All France's Le Monde could manage was to comment on "the disgrace" of its team, as well as noting that Argentinian coach Maradonna was "sad, but has not fallen back into drugs".
The Ghana News Agency's Caesar Abagali wrote: "For the first time since the fall of Apartheid, Africa breathed with one heart," as he described how Africans vainly turned to Ghana's "Black Stars" to keep the trophy on the continent.
He continued that neither the Organisation for African Unity nor the African Union achieved what the matches did for African unity.
"Even the trees and animals stopped breathing" when Uruguay scored and the tears that followed were not for a football loss, but for the loss of the spiritual binding.
Bavaria beer babes
A full page advertisement in Holland's biggest daily newspaper, De Telegraaf, said to the Dutch: "You're the best supporters in the world," it proclaimed, with pictures of Queen Beatrix receiving the team.
The antics of the numerous and highly visible Orange supporters and the "Dutch beer babes" also received wide publicity.
Originally various Dutch columnists and analysts voiced reservations about the safety and comfort of the large contingent of Dutch soccer supporters while visiting South Africa, but as the World Cup got under way the reservations made way for enthusiastic reporting about the host country.
Dutch coach Bert van Marwijk on Thursday night will receive the freedom of his home town Meerssen in Limburg and he and captain Giovanni van Bronhorst were knighted by Queen Beatrix on Tuesday.
Victorious Spain's El Pais said the matches had been concluded with "efficiency, art and joy" with the only upset, the death of Zenani Mandela, Nelson Mandela's great-grandchild, in a car accident.
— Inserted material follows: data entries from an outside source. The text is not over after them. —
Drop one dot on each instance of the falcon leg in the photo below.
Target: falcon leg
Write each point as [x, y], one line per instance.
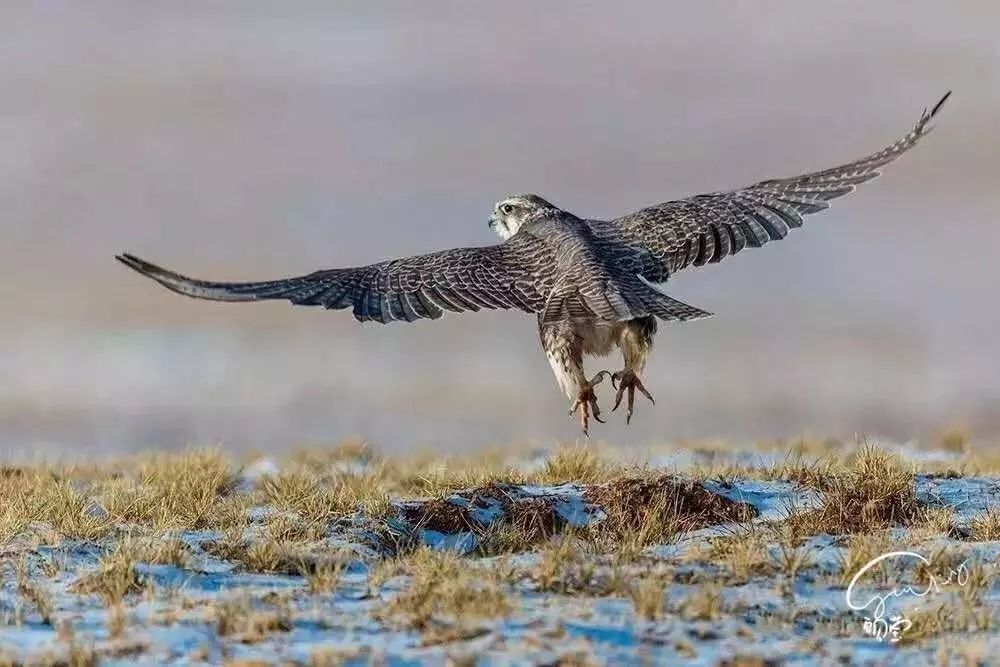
[586, 402]
[564, 351]
[635, 341]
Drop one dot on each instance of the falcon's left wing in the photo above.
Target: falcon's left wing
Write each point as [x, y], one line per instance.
[667, 237]
[509, 275]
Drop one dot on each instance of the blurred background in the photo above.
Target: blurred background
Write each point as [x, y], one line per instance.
[253, 140]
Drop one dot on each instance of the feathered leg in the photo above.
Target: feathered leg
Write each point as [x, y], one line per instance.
[635, 339]
[564, 350]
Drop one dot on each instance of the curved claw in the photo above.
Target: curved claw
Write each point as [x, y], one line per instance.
[586, 402]
[629, 382]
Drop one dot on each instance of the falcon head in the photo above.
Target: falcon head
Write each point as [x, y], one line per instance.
[511, 213]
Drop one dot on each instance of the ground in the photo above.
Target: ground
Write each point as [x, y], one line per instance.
[696, 553]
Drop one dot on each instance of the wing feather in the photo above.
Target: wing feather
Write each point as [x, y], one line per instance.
[510, 275]
[707, 228]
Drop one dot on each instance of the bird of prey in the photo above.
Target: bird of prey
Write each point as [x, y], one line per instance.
[593, 285]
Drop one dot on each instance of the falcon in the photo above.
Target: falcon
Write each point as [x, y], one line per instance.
[593, 285]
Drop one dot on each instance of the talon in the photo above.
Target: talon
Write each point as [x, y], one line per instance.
[628, 383]
[586, 402]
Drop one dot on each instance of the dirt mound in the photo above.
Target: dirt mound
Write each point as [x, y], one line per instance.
[540, 512]
[687, 502]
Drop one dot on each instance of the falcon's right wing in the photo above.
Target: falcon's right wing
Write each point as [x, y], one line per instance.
[509, 275]
[706, 228]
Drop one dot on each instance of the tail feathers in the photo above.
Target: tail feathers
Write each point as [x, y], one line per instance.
[201, 289]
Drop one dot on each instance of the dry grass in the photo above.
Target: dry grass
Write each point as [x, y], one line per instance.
[241, 620]
[654, 509]
[170, 491]
[985, 527]
[577, 464]
[444, 589]
[744, 555]
[873, 491]
[114, 579]
[648, 597]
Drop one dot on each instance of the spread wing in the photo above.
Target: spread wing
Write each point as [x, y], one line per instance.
[706, 228]
[510, 275]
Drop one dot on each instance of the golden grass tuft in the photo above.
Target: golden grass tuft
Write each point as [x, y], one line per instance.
[578, 464]
[985, 527]
[179, 491]
[654, 509]
[444, 589]
[114, 579]
[873, 491]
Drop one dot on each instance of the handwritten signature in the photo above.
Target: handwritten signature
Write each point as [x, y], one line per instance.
[877, 626]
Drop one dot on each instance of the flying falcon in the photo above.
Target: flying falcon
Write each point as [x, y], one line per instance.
[592, 284]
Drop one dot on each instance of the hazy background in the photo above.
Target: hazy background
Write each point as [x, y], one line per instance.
[249, 140]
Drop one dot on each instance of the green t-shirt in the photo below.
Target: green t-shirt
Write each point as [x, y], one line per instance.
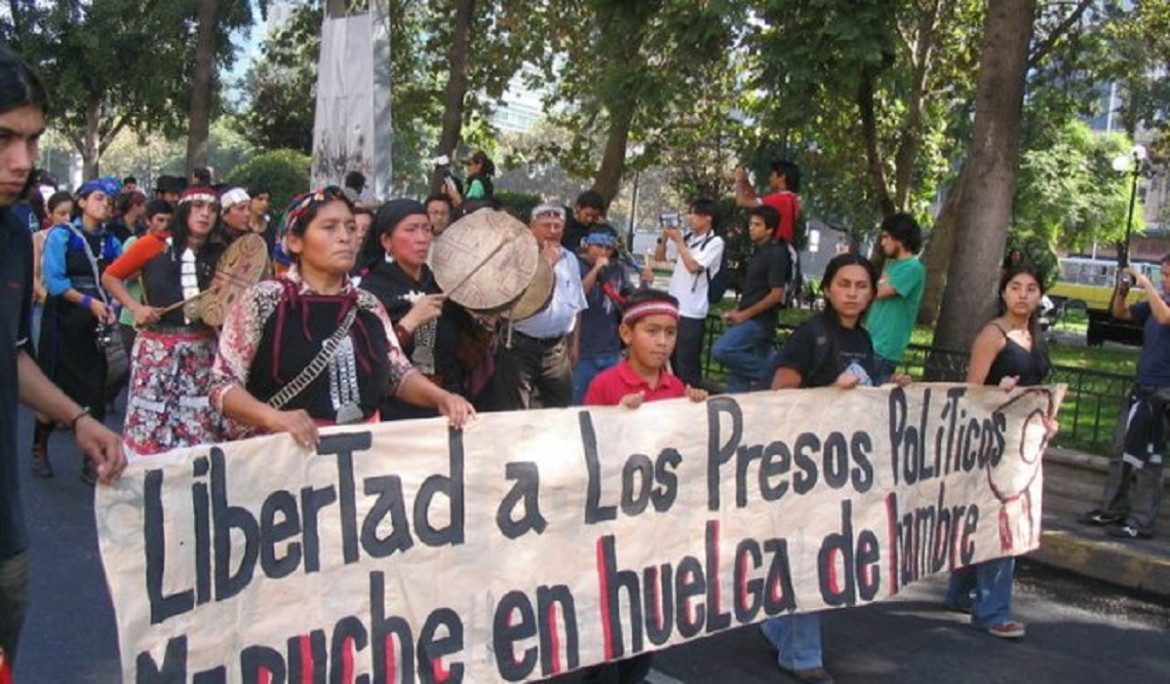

There were some transport problems, some robberies with no injuries, and the first week of the tournament was "very cold", they said.
The hosts were very welcoming but the English, they said, were "the most disagreeable, going through the streets bare-chested, drunk and saying nonsense".
The New Zealand Herald's Stuart Dye wrote of the event: "You seem to think you can just swan into my life, seduce me and then disappear four weeks later.
"You say that it's you and not me. That you'll be back, but I have to wait four years. Four years! What cruelty."